Learning to delegate some of your Christmas tasks will make the holidays more enjoyable and give you more time to do what you want.
Decorating can be a time-consuming and tedious task.
Handing over part of that job to your children will make them feel involved in the holiday and give them something to do.
Kids are really quite capable of helping decorate for the holidays.
By remembering that some of their imperfections bring a certain charm to the holiday, letting them help you with decorating will become something that you enjoy and look forward to, rather than a hassle.
Even the tiniest tots can pitch in and help.
The family Christmas tree doesn't have to be perfect.
Let them do the bottom branches.
If you insist on a perfect tree, put another in the family room and let your children decorate their own tree.
Making ornaments is good place to start.
Finger-painting on freezer paper is good messy fun.
Use the non-glossy side.
What to use for paints? A little bit of liquid laundry starch mixed with food dye, or powdered tempera paint is an inexpensive solution.

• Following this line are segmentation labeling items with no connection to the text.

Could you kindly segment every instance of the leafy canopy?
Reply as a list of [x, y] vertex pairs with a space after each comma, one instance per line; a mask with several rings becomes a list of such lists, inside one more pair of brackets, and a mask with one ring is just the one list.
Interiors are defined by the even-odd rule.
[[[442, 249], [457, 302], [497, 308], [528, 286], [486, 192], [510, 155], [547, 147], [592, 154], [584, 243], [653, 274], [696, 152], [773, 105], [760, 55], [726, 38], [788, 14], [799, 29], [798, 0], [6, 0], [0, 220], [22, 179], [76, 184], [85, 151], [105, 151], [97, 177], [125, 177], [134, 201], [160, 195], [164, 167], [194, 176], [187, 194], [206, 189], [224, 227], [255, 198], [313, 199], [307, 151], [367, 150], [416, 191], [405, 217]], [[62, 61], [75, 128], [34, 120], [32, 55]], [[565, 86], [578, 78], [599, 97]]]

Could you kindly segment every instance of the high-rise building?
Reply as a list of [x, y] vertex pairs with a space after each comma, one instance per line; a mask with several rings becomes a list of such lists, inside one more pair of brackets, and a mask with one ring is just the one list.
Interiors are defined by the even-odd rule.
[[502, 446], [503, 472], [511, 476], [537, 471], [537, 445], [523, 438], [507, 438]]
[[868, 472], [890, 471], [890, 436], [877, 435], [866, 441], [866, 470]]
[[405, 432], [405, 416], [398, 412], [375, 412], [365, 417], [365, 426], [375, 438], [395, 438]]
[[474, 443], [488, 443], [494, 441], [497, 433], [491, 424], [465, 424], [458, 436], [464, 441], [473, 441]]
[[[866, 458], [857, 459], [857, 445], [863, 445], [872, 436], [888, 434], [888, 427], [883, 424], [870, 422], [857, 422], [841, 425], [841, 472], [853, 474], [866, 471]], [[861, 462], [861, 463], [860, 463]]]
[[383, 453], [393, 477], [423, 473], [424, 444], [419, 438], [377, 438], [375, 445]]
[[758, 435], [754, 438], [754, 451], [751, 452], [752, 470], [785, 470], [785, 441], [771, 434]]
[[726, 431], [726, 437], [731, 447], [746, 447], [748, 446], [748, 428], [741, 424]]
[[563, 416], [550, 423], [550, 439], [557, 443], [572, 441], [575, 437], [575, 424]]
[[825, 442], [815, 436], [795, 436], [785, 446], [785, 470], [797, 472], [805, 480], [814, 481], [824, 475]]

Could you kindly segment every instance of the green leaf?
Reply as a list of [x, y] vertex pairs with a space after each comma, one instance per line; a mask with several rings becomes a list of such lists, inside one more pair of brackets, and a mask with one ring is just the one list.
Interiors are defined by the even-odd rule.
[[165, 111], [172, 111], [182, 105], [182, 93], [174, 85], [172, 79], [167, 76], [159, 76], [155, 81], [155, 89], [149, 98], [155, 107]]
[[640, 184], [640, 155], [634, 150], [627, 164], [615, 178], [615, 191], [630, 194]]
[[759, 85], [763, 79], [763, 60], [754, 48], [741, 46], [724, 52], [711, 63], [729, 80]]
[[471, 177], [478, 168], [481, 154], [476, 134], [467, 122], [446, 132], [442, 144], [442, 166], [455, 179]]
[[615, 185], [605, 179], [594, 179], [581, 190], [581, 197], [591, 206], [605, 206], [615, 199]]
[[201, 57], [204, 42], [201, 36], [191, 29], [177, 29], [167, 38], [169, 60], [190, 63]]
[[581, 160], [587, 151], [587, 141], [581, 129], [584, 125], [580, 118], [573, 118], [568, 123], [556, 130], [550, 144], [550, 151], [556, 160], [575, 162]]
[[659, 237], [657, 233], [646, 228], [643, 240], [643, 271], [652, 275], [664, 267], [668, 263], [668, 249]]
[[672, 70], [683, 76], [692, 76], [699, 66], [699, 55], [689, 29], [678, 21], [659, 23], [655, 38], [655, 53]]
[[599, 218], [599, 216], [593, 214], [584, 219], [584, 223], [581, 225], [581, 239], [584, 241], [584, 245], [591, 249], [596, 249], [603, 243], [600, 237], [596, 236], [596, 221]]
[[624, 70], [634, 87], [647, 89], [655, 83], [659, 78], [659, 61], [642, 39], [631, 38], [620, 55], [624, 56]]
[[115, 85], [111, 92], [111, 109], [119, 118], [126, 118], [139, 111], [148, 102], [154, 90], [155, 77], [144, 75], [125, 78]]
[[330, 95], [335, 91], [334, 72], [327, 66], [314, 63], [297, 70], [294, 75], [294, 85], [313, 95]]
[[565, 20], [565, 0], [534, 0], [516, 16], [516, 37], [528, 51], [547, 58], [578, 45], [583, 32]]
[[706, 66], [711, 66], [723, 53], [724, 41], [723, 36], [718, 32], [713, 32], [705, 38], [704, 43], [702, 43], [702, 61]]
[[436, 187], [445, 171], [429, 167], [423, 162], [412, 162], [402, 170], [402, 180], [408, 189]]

When the paper dries, trace cookie cutters for ornaments or package tags.
Or use the paper to wrap gifts.
Grand parents especially love this kind of wrapping paper.
With the cookie cutters out, make Christmas sugar cookies with real sugar cookie dough or make a batch of salt dough clay.
Paint before baking with food dye mixed in raw egg yolk and a clean paintbrush.
Put a hole in the top with the end of the straw.
Then bake and hang with a ribbon for another easy tree decoration.
Old cards are a rich resource for decorating craft projects.
Trace and cut circles out to use for gift tags.
Punch with holes and add a ribbon.
Use card cut circles for more Christmas ornaments.
Bend the edges around a smaller centered cardboard triangle and then glue the edges together back to back to make another kind of ornament.
Snowflakes cut from paper are an easy project for older children to make.
Putting them in charge of the little ones, will keep everyone occupied.
Fold the paper in half the long way, and then into thirds with a point at the center.
Make a curvy cut around the edge.
Then cut out triangles and other geometric shapes along the folded edges.
It's always a surprise to unfold the cut snowflake and see what an easy, but beautiful snowflake you have made.
Hang from the ceiling with mono-filament line, or tape with clear tape on the windows.
Another way to decorate with snowflakes is to find a simple snowflake rubber stamp or carve one with an eraser or potato.
Dip in white paint and cover solid colored paper for more gift-wrap or stamp directly on the windows.
A little goes a long way to make a winter wonderland.
When everyone is involved, Christmas becomes the relationship ideal many strive for.
Make sure that you use your kids as much as possible.
Keeping them busy decorating will help keep boredom away and make them feel an important part of the festivities.